結論: 規約で禁止・制限されている業者で両建てを行うと、規約違反の疑いとして口座凍結や取引制限の対象になり得るとされています。証拠金維持率の管理が複雑になる点も見落としやすいリスクです。

  • 口座凍結・取引制限: 規約違反の疑いに該当した場合、調査や制限の対象になり得るとされています。凍結の理由と解除までの一般的な流れはFX口座凍結の理由と解除まで何日かの解説で整理しています
  • 証拠金維持率の把握が複雑になる: 買いと売り両方のポジションを抱えるため、必要証拠金の計算やロスカットまでの余裕が見えにくくなることがあります
  • コストの積み上がり: スプレッドの二重負担やスワップの逆ざやが続くと、ポジションを閉じずに保有し続けるほどコストが積み上がる構造があります
FXは元本が保証された取引ではなく、レバレッジをかけると利益だけでなく損失も拡大します。両建ての可否・凍結の基準はいずれも業者ごとの規約によるため、この記事の内容は一般的な傾向の整理であり、個別のケースを保証するものではありません。

両建てを検討する前に確認したいチェックリスト

結論: 両建てを行うかどうかより先に、口座の規約でその取引方法が明示的に許可されているかを確認することが、規約違反による凍結リスクを避ける最も直接的な方法です。

  • □ 利用している(または検討している)口座の規約で、両建てが明示的に許可・禁止・非推奨のいずれになっているか確認したか
  • □ 両建てを行う場合、買い・売り双方のスプレッドとスワップポイントの受け払いを事前に試算したか
  • □ 証拠金維持率がロスカット水準にどれだけ余裕があるか、両建て後の状態で確認したか
  • □ 複数業者を併用する場合、それぞれの規約が自社口座内の取引のみを対象としているか確認したか

これから口座を選ぶ段階であれば、規約が明確で少額から始められる口座を選んでおくと、規約への理解が浅いまま両建てのような取引方法を試して規約違反に該当するリスクそのものを抑えやすくなります。松井証券MATSUI FXの解説では1通貨単位・約100円からの取引について整理しています。

両建てを試す前に、まずは規約と証拠金の動きを少額で確認するのも一つの方法です(手法を推奨するものではありません)。

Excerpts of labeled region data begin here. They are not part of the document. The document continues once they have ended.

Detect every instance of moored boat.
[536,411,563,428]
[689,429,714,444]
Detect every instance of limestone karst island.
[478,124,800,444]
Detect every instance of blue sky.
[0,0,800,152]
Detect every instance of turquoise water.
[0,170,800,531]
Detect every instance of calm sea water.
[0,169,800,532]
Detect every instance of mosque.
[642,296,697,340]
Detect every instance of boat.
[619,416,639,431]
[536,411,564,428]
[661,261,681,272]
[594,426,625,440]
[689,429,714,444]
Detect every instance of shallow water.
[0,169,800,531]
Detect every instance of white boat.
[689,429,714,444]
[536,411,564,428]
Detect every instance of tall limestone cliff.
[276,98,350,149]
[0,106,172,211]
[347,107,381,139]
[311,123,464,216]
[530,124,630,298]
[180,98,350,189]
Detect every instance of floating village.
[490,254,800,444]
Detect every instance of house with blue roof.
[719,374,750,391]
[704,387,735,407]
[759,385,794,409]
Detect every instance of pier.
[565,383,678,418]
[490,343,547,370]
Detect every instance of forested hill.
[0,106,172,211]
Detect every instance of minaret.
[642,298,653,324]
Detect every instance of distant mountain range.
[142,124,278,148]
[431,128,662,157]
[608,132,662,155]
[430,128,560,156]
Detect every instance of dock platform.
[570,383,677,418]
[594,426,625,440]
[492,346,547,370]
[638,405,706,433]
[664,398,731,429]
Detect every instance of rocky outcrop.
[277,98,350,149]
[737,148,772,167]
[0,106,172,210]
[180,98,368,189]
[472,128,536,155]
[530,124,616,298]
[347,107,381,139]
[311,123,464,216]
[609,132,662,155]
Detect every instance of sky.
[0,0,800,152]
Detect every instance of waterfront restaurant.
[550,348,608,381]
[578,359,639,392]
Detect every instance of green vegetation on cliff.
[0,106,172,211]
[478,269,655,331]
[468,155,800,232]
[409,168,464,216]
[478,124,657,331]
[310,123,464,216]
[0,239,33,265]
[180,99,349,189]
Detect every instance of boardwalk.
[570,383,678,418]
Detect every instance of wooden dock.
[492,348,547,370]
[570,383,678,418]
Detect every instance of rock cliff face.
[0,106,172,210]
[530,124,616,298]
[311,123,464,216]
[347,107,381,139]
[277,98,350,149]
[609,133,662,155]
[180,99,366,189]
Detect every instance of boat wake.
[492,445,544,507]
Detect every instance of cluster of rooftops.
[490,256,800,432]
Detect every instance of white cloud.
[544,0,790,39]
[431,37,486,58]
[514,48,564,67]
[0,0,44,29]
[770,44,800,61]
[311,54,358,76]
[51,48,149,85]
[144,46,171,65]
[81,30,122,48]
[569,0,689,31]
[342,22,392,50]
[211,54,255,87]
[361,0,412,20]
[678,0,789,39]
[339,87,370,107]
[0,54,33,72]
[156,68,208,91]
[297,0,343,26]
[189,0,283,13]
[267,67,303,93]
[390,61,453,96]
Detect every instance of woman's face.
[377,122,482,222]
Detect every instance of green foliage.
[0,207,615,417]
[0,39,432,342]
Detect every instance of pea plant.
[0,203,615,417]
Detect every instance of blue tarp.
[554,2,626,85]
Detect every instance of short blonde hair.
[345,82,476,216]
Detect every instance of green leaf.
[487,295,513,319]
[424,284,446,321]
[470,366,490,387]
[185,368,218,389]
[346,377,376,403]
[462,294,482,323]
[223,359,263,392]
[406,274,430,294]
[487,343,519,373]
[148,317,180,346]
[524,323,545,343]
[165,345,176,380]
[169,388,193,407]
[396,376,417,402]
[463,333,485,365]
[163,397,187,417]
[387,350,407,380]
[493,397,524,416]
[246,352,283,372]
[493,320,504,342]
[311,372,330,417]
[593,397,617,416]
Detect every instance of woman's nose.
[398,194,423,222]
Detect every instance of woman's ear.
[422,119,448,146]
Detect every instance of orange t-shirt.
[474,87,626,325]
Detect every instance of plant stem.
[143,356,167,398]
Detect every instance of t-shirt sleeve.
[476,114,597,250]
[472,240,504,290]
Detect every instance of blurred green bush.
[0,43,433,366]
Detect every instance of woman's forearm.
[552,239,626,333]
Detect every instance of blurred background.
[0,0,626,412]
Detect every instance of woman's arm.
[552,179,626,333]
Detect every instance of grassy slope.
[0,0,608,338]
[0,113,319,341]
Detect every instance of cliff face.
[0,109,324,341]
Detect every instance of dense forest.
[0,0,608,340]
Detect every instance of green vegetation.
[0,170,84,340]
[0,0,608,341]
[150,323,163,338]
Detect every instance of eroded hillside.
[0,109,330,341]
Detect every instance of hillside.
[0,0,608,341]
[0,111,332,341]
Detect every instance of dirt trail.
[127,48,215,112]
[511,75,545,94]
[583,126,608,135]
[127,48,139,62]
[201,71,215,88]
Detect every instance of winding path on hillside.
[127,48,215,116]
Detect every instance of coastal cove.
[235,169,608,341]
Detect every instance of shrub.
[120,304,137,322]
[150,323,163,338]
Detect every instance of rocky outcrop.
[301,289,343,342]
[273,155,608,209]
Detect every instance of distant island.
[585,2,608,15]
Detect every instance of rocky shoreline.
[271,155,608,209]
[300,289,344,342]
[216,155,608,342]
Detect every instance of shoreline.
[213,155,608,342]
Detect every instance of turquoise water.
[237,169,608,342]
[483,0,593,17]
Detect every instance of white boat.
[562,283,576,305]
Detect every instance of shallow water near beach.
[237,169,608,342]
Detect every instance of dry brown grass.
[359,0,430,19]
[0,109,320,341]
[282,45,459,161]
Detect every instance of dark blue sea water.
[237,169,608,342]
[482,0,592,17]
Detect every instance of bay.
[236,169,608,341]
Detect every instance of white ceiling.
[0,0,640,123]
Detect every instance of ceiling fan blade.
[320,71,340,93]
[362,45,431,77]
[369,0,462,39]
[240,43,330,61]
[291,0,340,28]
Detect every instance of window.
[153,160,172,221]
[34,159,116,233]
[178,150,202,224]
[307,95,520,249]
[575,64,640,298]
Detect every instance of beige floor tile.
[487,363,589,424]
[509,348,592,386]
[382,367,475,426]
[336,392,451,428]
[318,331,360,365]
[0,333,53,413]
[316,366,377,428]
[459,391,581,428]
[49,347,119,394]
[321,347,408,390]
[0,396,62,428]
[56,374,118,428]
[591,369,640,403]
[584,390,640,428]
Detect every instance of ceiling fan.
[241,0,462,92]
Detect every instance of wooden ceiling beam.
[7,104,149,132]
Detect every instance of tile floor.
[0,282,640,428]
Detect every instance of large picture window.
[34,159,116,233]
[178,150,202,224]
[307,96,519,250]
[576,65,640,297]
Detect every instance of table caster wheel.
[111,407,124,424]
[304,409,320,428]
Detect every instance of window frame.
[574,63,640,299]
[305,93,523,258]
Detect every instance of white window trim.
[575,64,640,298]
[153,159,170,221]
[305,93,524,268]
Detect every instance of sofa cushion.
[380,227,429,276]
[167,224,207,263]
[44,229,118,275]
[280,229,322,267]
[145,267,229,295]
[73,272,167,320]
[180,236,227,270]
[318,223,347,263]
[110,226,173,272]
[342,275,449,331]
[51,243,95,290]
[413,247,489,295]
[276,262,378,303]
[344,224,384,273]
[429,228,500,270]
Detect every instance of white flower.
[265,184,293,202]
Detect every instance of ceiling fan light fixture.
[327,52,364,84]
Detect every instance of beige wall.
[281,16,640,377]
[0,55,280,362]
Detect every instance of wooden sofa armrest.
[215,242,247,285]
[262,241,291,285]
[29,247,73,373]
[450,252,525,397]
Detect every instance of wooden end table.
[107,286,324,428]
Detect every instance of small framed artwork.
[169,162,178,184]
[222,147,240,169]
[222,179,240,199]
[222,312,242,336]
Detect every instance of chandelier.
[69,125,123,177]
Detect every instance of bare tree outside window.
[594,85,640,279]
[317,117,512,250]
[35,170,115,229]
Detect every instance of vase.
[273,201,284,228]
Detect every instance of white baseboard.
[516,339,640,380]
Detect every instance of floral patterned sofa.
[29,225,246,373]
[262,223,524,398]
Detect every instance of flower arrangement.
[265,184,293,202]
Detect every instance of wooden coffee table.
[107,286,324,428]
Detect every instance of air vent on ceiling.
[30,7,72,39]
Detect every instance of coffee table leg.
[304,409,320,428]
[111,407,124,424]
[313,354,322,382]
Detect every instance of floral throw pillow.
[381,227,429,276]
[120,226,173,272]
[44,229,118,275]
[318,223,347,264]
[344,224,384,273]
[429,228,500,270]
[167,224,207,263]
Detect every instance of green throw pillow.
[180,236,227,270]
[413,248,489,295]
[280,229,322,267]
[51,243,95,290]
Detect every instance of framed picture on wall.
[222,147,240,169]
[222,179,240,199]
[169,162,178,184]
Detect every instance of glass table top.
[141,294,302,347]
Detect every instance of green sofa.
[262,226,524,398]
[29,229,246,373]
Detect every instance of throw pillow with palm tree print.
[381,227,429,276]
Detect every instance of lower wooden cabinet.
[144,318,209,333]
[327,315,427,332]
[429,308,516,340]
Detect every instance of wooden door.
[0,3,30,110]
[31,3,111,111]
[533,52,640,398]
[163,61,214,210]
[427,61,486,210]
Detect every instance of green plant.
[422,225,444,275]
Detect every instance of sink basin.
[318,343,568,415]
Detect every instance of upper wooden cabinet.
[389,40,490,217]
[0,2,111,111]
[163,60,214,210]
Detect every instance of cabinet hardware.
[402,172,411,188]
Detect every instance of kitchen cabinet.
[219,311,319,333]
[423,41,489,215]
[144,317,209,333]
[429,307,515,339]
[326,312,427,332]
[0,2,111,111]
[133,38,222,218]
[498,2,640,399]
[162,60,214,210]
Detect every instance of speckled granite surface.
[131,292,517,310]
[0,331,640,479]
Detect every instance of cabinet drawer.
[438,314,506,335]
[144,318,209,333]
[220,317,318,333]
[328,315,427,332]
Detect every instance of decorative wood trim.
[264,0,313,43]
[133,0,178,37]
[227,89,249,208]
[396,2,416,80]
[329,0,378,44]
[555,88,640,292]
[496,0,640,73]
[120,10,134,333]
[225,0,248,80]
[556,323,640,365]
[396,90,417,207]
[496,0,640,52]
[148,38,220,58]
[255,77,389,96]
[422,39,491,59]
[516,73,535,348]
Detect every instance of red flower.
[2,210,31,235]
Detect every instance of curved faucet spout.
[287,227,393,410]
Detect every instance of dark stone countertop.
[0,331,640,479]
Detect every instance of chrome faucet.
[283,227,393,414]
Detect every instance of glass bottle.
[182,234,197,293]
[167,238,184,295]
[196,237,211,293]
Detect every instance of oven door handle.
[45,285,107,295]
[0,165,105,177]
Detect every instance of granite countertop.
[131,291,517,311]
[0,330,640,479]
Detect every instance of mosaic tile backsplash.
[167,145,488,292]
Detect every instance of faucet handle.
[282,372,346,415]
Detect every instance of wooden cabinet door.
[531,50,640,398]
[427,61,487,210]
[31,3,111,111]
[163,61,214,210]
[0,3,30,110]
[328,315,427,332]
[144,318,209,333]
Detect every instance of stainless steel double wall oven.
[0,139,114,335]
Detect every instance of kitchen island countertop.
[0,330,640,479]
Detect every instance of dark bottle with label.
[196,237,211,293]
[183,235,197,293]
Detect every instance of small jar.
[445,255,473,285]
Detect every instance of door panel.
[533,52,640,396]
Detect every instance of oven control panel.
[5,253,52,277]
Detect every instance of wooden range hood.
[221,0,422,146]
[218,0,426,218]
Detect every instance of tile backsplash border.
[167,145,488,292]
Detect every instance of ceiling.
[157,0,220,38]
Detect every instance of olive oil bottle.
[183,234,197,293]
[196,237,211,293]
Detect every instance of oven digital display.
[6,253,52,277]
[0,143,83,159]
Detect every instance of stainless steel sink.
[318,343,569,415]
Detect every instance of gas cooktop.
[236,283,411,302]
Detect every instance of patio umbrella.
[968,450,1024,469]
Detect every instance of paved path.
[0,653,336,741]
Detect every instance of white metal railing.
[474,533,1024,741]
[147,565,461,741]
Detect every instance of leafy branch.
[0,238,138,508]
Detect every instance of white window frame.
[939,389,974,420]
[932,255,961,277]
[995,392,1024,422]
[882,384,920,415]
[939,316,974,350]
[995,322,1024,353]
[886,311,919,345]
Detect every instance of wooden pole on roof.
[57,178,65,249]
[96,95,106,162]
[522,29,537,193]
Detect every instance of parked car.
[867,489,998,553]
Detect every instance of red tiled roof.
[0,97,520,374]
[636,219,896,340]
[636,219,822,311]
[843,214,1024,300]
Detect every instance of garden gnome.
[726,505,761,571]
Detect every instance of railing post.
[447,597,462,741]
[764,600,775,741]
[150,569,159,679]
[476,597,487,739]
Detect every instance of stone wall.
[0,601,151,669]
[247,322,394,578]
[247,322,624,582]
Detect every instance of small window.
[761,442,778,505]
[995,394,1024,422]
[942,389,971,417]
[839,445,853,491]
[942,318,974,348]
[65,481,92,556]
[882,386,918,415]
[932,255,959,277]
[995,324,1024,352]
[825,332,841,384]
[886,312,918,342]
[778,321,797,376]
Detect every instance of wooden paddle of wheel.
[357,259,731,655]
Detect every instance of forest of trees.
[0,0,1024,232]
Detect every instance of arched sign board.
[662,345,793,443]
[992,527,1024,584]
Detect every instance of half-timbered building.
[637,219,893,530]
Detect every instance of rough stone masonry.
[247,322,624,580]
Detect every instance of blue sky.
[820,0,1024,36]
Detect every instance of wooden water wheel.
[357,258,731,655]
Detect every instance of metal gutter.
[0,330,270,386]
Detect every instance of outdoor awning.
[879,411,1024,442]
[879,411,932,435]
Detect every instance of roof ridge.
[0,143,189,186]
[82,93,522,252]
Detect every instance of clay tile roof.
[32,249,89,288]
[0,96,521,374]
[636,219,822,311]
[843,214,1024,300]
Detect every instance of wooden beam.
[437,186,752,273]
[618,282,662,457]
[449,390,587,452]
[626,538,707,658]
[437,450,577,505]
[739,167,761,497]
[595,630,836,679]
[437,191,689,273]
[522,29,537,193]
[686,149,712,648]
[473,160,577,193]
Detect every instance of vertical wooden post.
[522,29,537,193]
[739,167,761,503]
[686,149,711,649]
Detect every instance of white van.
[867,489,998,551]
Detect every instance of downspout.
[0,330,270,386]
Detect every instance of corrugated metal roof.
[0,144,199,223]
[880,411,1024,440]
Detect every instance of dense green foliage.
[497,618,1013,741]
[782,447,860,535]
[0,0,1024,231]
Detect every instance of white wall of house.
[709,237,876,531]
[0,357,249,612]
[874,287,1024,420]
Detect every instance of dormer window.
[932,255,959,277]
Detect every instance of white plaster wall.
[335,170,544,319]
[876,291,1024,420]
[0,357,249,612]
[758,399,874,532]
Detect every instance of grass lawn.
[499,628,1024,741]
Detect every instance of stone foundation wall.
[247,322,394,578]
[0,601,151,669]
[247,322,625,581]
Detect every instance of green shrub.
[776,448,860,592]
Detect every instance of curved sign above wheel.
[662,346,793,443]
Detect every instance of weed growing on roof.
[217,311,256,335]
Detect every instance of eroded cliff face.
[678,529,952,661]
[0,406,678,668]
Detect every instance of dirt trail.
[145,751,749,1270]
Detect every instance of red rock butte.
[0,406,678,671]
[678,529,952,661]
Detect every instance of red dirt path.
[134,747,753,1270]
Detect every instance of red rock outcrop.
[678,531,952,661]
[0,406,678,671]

松井証券 MATSUI FX 公式サイトで規約を見る

よくある質問

FXの両建てとは何ですか?
同一口座内で、同じ通貨ペアの買いポジションと売りポジションを同時に保有する手法です。値動きに対して損益がほぼ相殺されるため、含み損を確定させずに様子を見る目的などで使われることがあるとされています。
両建てはなぜ禁止・非推奨とされるのですか?
買い・売り双方でスプレッドを負担する、スワップポイントの受け払いが逆ざやになり得る、システム負荷を理由に規約で制限する業者があるなどが一般的な理由として挙げられます。手法自体の優劣を判断するものではありません。
両建てをすると口座凍結になりますか?
業者の規約で禁止・制限されている取引方法に該当した場合、規約違反の疑いとして口座凍結や取引制限の対象になり得るとされています。一方で両建てを認めている業者もあり、可否は口座ごとの規約によります。
違う業者の口座を2つ使えば両建ての制限は関係ありませんか?
業者Aの規約は業者Aの口座内での取引を対象とするのが一般的ですが、複数口座の利用状況を確認する業者もあるとされています。制限の範囲は各社ごとに異なるため、規約や公式サポートで確認してください。